Borneo's lowland tropical rainforests are some of the richest ecosystems in
the world. Elephant, deer and tigers are under threat. The orangutans may
be driven out of the forests. 

The long-term impact on the health of the countries in the grip of the haze
- Indonesia, Malaysia, Thailand, the Philippines, Singapore, Papua New
Guinea and Thailand - is impossible to gauge.

City-dwellers in South-East Asia already breathed a noxious cocktail of
car-exhaust fumes and industrial waste. Those with existing respiratory
illnesses, eye and skin irritations and heart complaints will now find
their conditions severely aggravated. But those hitherto free of such
diseases may start developing them. 

The beaches of southern Thailand have been plunged into semi-darkness; the
consequences for the country's tourist industry could be disastrous. 

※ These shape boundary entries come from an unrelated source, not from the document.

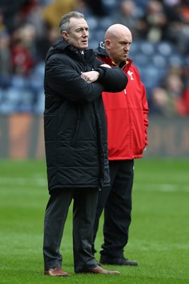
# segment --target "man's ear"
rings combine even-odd
[[[105,40],[105,48],[107,48],[108,50],[110,49],[110,45],[111,45],[111,40]]]
[[[62,38],[64,38],[65,40],[67,40],[67,41],[69,40],[69,36],[66,31],[63,31],[62,32]]]

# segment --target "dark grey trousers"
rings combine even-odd
[[[132,191],[134,179],[134,160],[110,160],[111,185],[99,193],[93,231],[92,251],[100,217],[104,209],[103,236],[101,255],[109,258],[123,257],[128,241],[131,223]]]
[[[86,271],[97,266],[91,253],[91,241],[98,195],[97,189],[87,188],[55,190],[50,196],[44,222],[45,270],[62,266],[59,248],[72,199],[74,271]]]

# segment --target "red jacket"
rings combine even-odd
[[[111,66],[107,58],[100,58]],[[148,145],[147,114],[149,107],[146,90],[140,80],[137,68],[127,59],[122,67],[128,77],[127,85],[118,93],[103,92],[108,125],[109,160],[131,160],[142,158]]]

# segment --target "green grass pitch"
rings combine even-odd
[[[45,160],[0,160],[0,283],[189,283],[189,159],[135,160],[132,221],[125,257],[138,267],[104,266],[120,275],[76,275],[71,206],[62,243],[70,278],[43,275],[43,217],[48,194]],[[103,241],[103,217],[96,239]],[[99,258],[99,252],[96,253]]]

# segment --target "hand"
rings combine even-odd
[[[105,67],[106,68],[111,68],[111,66],[108,65],[108,64],[102,64],[101,67]]]
[[[100,74],[97,71],[88,71],[82,72],[81,77],[87,83],[91,84],[97,81],[99,77],[99,75]]]

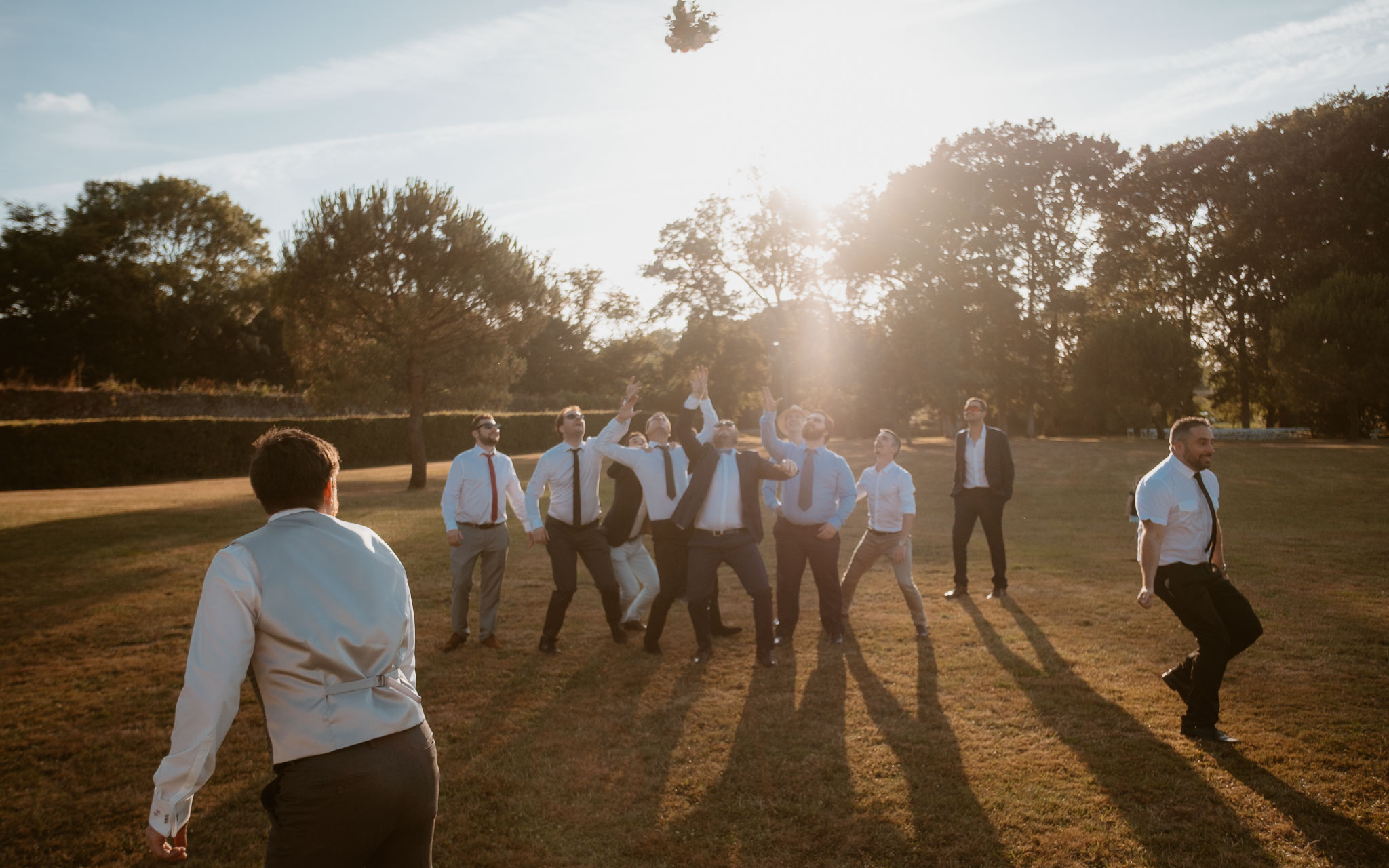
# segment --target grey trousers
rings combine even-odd
[[[439,758],[428,724],[275,765],[268,868],[429,868]]]
[[[450,549],[453,568],[453,632],[468,635],[468,599],[472,594],[472,572],[482,561],[482,590],[478,604],[478,635],[486,639],[497,632],[497,607],[501,606],[501,574],[507,569],[507,547],[511,535],[504,524],[496,528],[458,525],[463,544]]]
[[[874,531],[864,531],[864,537],[858,540],[858,546],[854,549],[854,557],[849,560],[849,569],[845,571],[845,581],[839,583],[839,596],[845,601],[845,615],[849,614],[849,606],[854,601],[854,590],[858,587],[858,579],[864,576],[879,558],[885,558],[892,554],[893,546],[897,544],[896,533],[876,533]],[[907,540],[907,557],[901,558],[900,564],[893,564],[892,572],[897,576],[897,587],[901,589],[901,596],[907,600],[907,608],[911,610],[913,624],[926,622],[926,607],[921,603],[921,592],[917,590],[917,583],[911,578],[911,540]]]

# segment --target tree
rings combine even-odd
[[[1274,318],[1274,368],[1321,431],[1389,422],[1389,276],[1340,272],[1293,299]]]
[[[504,392],[550,293],[511,236],[418,179],[319,199],[285,247],[276,289],[311,396],[404,396],[411,489],[425,485],[431,396]]]
[[[1072,360],[1075,431],[1164,428],[1186,414],[1201,382],[1197,350],[1179,325],[1129,312],[1092,325]]]
[[[0,233],[0,368],[146,386],[289,383],[260,221],[182,178],[88,182],[58,218],[8,207]]]

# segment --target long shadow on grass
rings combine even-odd
[[[1243,754],[1207,750],[1215,762],[1292,819],[1335,865],[1389,865],[1389,842],[1342,817]]]
[[[0,621],[0,644],[71,622],[93,604],[160,582],[196,585],[217,549],[254,531],[264,517],[254,503],[236,503],[136,510],[0,531],[0,583],[10,610]],[[206,557],[199,556],[197,562],[142,562],[189,546],[206,546]]]
[[[569,654],[579,647],[565,646]],[[478,732],[481,744],[440,753],[439,864],[524,868],[618,856],[631,832],[622,819],[632,799],[622,767],[635,750],[631,722],[658,671],[640,654],[596,644],[572,669],[561,669],[572,665],[565,654],[536,654],[508,679],[513,696],[493,693],[494,710],[469,729],[504,721],[508,735]],[[538,683],[546,679],[560,683]]]
[[[820,649],[799,707],[795,664],[754,668],[728,762],[668,831],[668,864],[845,865],[881,846],[853,810],[843,654]]]
[[[907,779],[915,849],[938,865],[1007,865],[1010,860],[993,824],[970,789],[960,743],[950,729],[936,692],[936,653],[917,643],[917,710],[901,707],[864,660],[858,642],[847,636],[845,657],[858,682],[868,715],[896,754]]]
[[[1274,864],[1200,774],[1143,724],[1072,672],[1011,597],[1004,600],[1004,608],[1026,635],[1042,662],[1040,669],[1010,649],[968,597],[961,607],[1038,717],[1089,767],[1156,864]]]

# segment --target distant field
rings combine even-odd
[[[1221,443],[1214,469],[1235,582],[1264,637],[1231,664],[1222,726],[1176,732],[1158,672],[1192,640],[1135,603],[1129,485],[1160,442],[1014,444],[1010,594],[950,585],[951,456],[906,451],[929,642],[890,574],[860,587],[843,646],[817,636],[806,581],[795,654],[753,667],[749,629],[689,665],[678,606],[664,647],[615,646],[581,585],[561,654],[535,651],[549,561],[513,524],[500,651],[449,656],[444,464],[349,471],[342,517],[410,571],[419,683],[443,774],[439,865],[1389,865],[1389,450]],[[857,472],[863,442],[840,444]],[[528,478],[535,456],[518,460]],[[607,494],[604,496],[606,501]],[[0,865],[133,865],[150,775],[208,560],[263,521],[244,479],[0,493]],[[840,565],[864,528],[856,511]],[[771,565],[771,537],[764,546]],[[585,579],[586,581],[586,579]],[[476,593],[476,592],[475,592]],[[199,794],[194,865],[256,865],[271,776],[249,689]]]

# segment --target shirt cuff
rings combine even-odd
[[[186,826],[192,814],[193,796],[186,796],[175,803],[164,801],[156,796],[150,801],[150,826],[165,837],[172,837],[175,832]]]

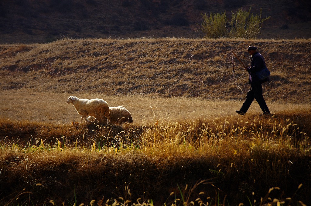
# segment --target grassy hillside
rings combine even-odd
[[[0,205],[309,204],[310,44],[0,45]],[[238,88],[232,52],[248,65],[250,45],[272,71],[264,95],[272,116],[256,102],[245,116],[234,112],[249,86],[234,59]],[[125,106],[134,122],[72,125],[81,116],[66,103],[71,95]]]
[[[197,38],[201,14],[240,8],[263,17],[259,38],[311,37],[309,1],[286,0],[2,0],[0,43],[47,43],[71,38]]]
[[[180,38],[65,39],[46,44],[0,45],[0,89],[100,92],[104,95],[239,100],[249,89],[246,51],[255,45],[272,72],[265,98],[311,101],[309,40]]]

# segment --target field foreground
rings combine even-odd
[[[249,85],[234,59],[244,91],[237,88],[232,52],[247,62],[251,44],[271,70],[263,86],[271,117],[255,102],[245,116],[234,112]],[[0,204],[311,204],[310,44],[165,38],[0,45]],[[71,95],[125,106],[134,122],[72,125],[81,116],[66,103]]]
[[[9,205],[308,205],[310,119],[309,108],[123,126],[2,119],[0,198]]]

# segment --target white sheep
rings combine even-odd
[[[86,119],[89,115],[94,117],[96,120],[100,123],[104,123],[105,121],[109,123],[109,107],[104,100],[79,99],[76,96],[70,96],[67,100],[67,103],[71,103],[73,105],[78,113],[82,115],[80,124],[82,123],[83,119],[86,121],[91,122]]]
[[[109,111],[110,123],[111,123],[121,124],[127,122],[133,122],[133,119],[131,113],[124,107],[121,106],[109,107]],[[87,119],[89,121],[93,122],[94,119],[94,117],[90,115],[89,116]]]

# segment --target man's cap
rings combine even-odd
[[[257,47],[255,46],[249,46],[247,47],[248,51],[249,50],[256,50],[257,49]]]

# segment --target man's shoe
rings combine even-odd
[[[245,112],[243,112],[240,111],[239,110],[237,110],[235,111],[235,112],[239,114],[241,114],[241,115],[245,115]]]

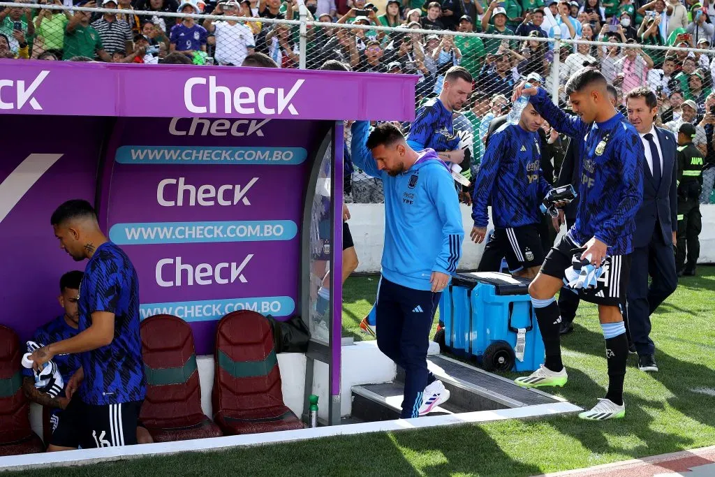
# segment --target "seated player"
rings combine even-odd
[[[59,296],[57,297],[57,300],[60,306],[64,309],[64,313],[38,328],[32,336],[32,341],[46,345],[51,343],[72,338],[79,333],[77,300],[79,296],[79,284],[84,275],[84,273],[79,270],[73,270],[67,272],[59,279]],[[66,388],[70,378],[82,366],[79,354],[58,355],[52,360],[57,365],[57,370],[62,376]],[[62,410],[69,403],[69,398],[66,397],[65,390],[60,391],[56,397],[51,398],[49,394],[41,393],[35,388],[32,369],[23,368],[23,374],[22,388],[27,398],[40,405],[50,408],[50,423],[54,433],[61,418]],[[149,431],[141,426],[137,428],[137,440],[140,444],[154,442]]]
[[[474,183],[470,234],[481,243],[487,234],[487,203],[491,197],[494,233],[487,242],[478,271],[495,272],[506,257],[509,272],[533,278],[543,262],[539,236],[539,205],[551,188],[541,171],[541,139],[543,119],[531,104],[518,124],[506,123],[493,134]]]

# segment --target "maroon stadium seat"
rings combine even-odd
[[[226,434],[303,428],[283,403],[273,334],[262,315],[235,311],[222,318],[214,358],[214,421]]]
[[[30,404],[22,392],[23,351],[17,335],[0,325],[0,456],[44,452],[30,428]]]
[[[222,436],[201,410],[201,385],[189,325],[175,316],[157,315],[142,321],[140,329],[147,398],[139,419],[154,441]]]

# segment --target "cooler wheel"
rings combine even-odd
[[[482,358],[486,371],[503,373],[511,371],[516,362],[516,355],[511,345],[506,341],[495,341],[487,346]]]

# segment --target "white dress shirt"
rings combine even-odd
[[[656,132],[656,127],[651,126],[649,132],[638,133],[641,135],[641,141],[643,142],[643,148],[646,149],[646,162],[648,167],[651,168],[651,174],[653,174],[653,155],[651,154],[651,144],[646,139],[646,134],[653,134],[653,141],[656,143],[656,149],[658,149],[658,155],[661,157],[661,174],[663,174],[663,149],[661,148],[661,142],[658,140],[658,133]]]

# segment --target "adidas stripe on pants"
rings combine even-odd
[[[384,277],[378,288],[378,347],[405,370],[400,417],[416,418],[427,386],[430,330],[441,293],[414,290]]]

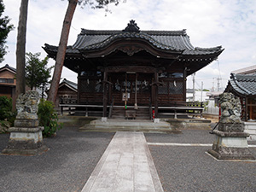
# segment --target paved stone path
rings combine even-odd
[[[162,192],[143,133],[116,132],[82,191]]]

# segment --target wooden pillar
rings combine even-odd
[[[106,70],[104,70],[104,79],[103,79],[103,117],[107,117],[107,103],[108,103],[107,81],[108,81],[108,72]]]
[[[245,97],[245,121],[248,120],[248,98]]]
[[[154,72],[154,118],[158,118],[158,72]]]
[[[79,71],[79,75],[78,75],[78,95],[77,95],[77,101],[78,101],[78,103],[80,103],[80,84],[81,84],[81,83],[80,83],[80,81],[81,81],[81,78],[80,78],[80,76],[81,76],[81,72]]]
[[[183,71],[183,102],[187,101],[187,67],[184,68]]]

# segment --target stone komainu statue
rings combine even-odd
[[[16,101],[17,116],[16,119],[38,119],[38,105],[39,102],[39,94],[35,90],[29,90],[25,94],[20,94]]]
[[[239,97],[232,93],[220,95],[221,117],[220,123],[241,124],[241,106]]]

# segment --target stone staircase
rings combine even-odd
[[[148,107],[141,107],[138,109],[133,108],[128,108],[125,109],[123,107],[113,107],[112,111],[111,119],[125,119],[125,110],[133,111],[136,113],[134,119],[137,120],[149,120],[149,108]],[[131,118],[132,119],[132,118]]]

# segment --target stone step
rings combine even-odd
[[[89,125],[79,128],[80,131],[144,131],[179,133],[180,131],[170,126],[167,122],[154,123],[150,120],[127,120],[127,119],[101,119],[93,120]]]

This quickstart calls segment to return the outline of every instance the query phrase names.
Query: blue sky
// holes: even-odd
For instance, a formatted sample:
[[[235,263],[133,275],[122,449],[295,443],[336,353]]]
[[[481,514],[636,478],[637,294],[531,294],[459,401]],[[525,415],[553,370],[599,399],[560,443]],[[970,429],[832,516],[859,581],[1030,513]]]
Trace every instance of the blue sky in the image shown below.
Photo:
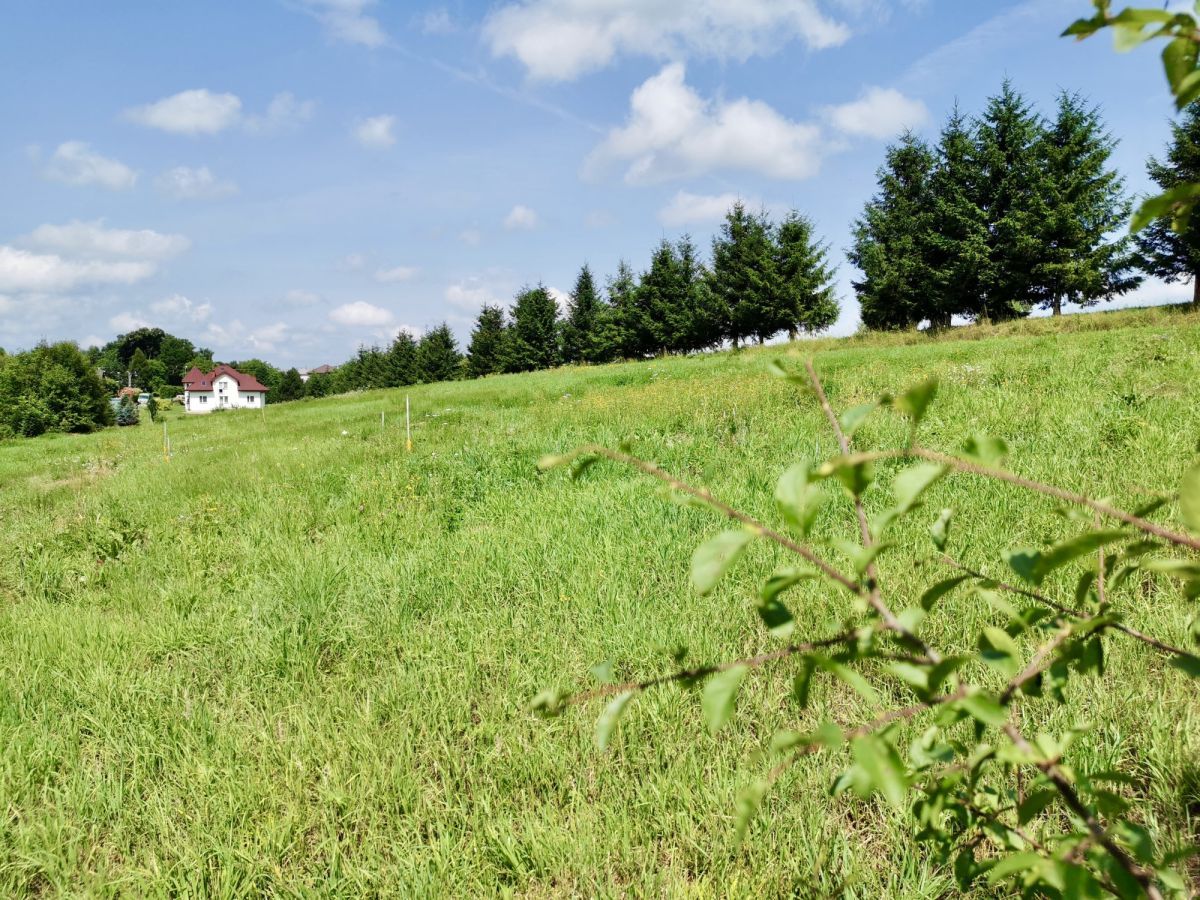
[[[7,0],[0,346],[140,324],[338,362],[584,262],[646,265],[728,200],[845,262],[883,149],[1004,77],[1099,104],[1132,191],[1157,55],[1057,35],[1086,0]],[[1189,296],[1147,284],[1140,302]]]

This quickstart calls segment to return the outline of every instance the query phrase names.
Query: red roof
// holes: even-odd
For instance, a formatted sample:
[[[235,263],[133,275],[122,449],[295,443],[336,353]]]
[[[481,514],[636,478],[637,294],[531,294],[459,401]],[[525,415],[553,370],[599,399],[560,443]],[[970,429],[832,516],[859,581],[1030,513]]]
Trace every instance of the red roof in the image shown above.
[[[212,382],[215,382],[221,376],[229,376],[238,383],[239,391],[262,391],[266,392],[270,390],[265,384],[262,384],[254,376],[248,376],[239,372],[233,366],[220,365],[214,368],[208,374],[204,374],[200,370],[192,367],[187,374],[184,376],[184,388],[190,391],[211,391]]]

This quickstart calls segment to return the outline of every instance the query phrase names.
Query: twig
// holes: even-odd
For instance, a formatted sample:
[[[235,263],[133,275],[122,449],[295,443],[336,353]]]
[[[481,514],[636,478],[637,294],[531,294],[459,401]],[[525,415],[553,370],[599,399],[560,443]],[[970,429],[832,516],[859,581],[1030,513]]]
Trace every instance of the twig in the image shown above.
[[[1162,538],[1169,544],[1176,544],[1181,547],[1189,547],[1192,550],[1200,550],[1200,539],[1198,538],[1193,538],[1181,532],[1172,532],[1170,528],[1163,528],[1162,526],[1148,522],[1147,520],[1135,516],[1132,512],[1126,512],[1124,510],[1110,506],[1100,500],[1093,500],[1091,497],[1085,497],[1084,494],[1064,491],[1061,487],[1046,485],[1042,481],[1034,481],[1033,479],[1028,479],[1022,475],[1014,475],[1012,472],[997,469],[994,466],[984,466],[983,463],[972,462],[970,460],[961,460],[958,456],[950,456],[949,454],[943,454],[937,450],[929,450],[923,446],[913,445],[895,450],[872,450],[870,452],[847,454],[845,456],[845,461],[850,463],[907,458],[929,460],[930,462],[937,462],[942,466],[949,466],[952,469],[956,469],[959,472],[966,472],[972,475],[983,475],[984,478],[992,478],[997,481],[1007,481],[1010,485],[1024,487],[1027,491],[1045,494],[1046,497],[1054,497],[1055,499],[1063,500],[1066,503],[1074,503],[1079,506],[1087,506],[1090,510],[1099,512],[1102,516],[1116,518],[1141,532],[1145,532],[1146,534]]]
[[[1001,590],[1006,590],[1009,594],[1018,594],[1020,596],[1026,596],[1030,600],[1037,600],[1039,604],[1044,604],[1045,606],[1049,606],[1051,610],[1055,610],[1056,612],[1062,613],[1063,616],[1073,616],[1076,619],[1086,619],[1087,618],[1086,613],[1080,612],[1079,610],[1073,610],[1069,606],[1063,606],[1062,604],[1060,604],[1060,602],[1057,602],[1055,600],[1051,600],[1045,594],[1039,594],[1036,590],[1028,590],[1027,588],[1020,588],[1020,587],[1016,587],[1015,584],[1008,584],[1007,582],[1003,582],[1003,581],[996,581],[995,578],[991,578],[991,577],[984,575],[980,571],[977,571],[974,569],[971,569],[970,566],[962,565],[962,563],[958,562],[956,559],[954,559],[952,557],[948,557],[948,556],[943,554],[942,556],[942,562],[946,565],[950,566],[952,569],[958,569],[960,572],[970,575],[973,578],[979,578],[980,581],[986,581],[986,582],[989,582],[991,584],[995,584],[997,588],[1000,588]],[[1157,650],[1162,650],[1163,653],[1170,653],[1170,654],[1172,654],[1175,656],[1183,656],[1183,658],[1187,658],[1187,659],[1194,659],[1195,658],[1195,654],[1189,653],[1188,650],[1181,649],[1178,647],[1172,647],[1169,643],[1159,641],[1157,637],[1151,637],[1150,635],[1144,634],[1144,632],[1139,631],[1135,628],[1130,628],[1129,625],[1126,625],[1124,623],[1121,623],[1121,622],[1114,622],[1114,623],[1106,624],[1106,625],[1104,625],[1104,628],[1105,629],[1112,629],[1114,631],[1120,631],[1121,634],[1128,635],[1129,637],[1134,638],[1135,641],[1141,641],[1142,643],[1148,644],[1148,646],[1153,647]]]
[[[1033,748],[1030,746],[1025,736],[1021,734],[1021,732],[1018,731],[1016,726],[1012,722],[1004,725],[1004,733],[1008,734],[1009,739],[1016,745],[1018,750],[1030,754],[1031,756],[1034,754]],[[1084,805],[1084,802],[1079,798],[1075,788],[1072,786],[1070,781],[1067,780],[1067,776],[1063,775],[1062,769],[1058,768],[1057,763],[1052,760],[1045,760],[1042,762],[1034,762],[1034,766],[1045,773],[1046,778],[1050,779],[1050,782],[1058,791],[1058,794],[1062,797],[1067,806],[1084,821],[1084,824],[1087,826],[1087,830],[1091,835],[1109,852],[1109,854],[1117,862],[1117,865],[1124,869],[1129,877],[1141,886],[1142,890],[1146,892],[1146,895],[1151,900],[1163,900],[1163,895],[1159,892],[1158,886],[1154,884],[1154,880],[1148,872],[1146,872],[1145,869],[1129,858],[1129,854],[1124,852],[1121,845],[1109,836],[1104,826],[1102,826],[1099,821],[1097,821],[1096,816],[1092,815],[1092,811]]]
[[[821,409],[824,410],[826,419],[829,420],[829,427],[833,428],[833,433],[838,438],[838,446],[841,448],[844,456],[850,456],[850,438],[846,437],[846,432],[842,431],[841,422],[838,421],[838,416],[833,412],[833,407],[829,406],[829,397],[826,396],[824,385],[821,384],[821,378],[817,376],[816,366],[812,365],[812,358],[804,360],[804,367],[809,371],[809,380],[812,383],[812,391],[817,396],[817,401],[821,403]],[[863,541],[863,550],[870,550],[875,541],[871,538],[871,526],[866,521],[866,510],[863,508],[863,498],[854,494],[854,512],[858,516],[858,532]],[[883,624],[890,630],[907,638],[912,643],[920,647],[926,656],[929,656],[935,664],[941,661],[941,655],[925,643],[920,637],[912,632],[911,629],[906,628],[900,619],[896,618],[895,613],[892,612],[886,602],[883,602],[882,588],[880,587],[880,572],[875,566],[875,560],[872,559],[866,566],[866,581],[870,587],[870,594],[868,595],[868,602],[871,607],[880,614],[883,619]]]

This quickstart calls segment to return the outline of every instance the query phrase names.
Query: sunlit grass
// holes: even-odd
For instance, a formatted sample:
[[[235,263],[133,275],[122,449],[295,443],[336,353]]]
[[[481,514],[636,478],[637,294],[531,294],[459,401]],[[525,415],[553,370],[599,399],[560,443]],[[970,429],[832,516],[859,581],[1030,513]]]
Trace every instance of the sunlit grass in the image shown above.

And with factories throughout the region having to scale down activity, the
world economy could also be hit, with prices rising in the electronics
industry, which the region dominates.

There seems little that the authorities can do. One Malaysian minister
suggested that two million people should be moved out of harm's way, but
this idea was dismissed as impractical.

Another proposal was to sprinkle water from the skyscrapers to dissolve the
soot. 

Many people have resorted to the few countermeasures available to them.
They lock themselves indoors whenever possible and the price of surgical
masks has more than doubled since the smog descended.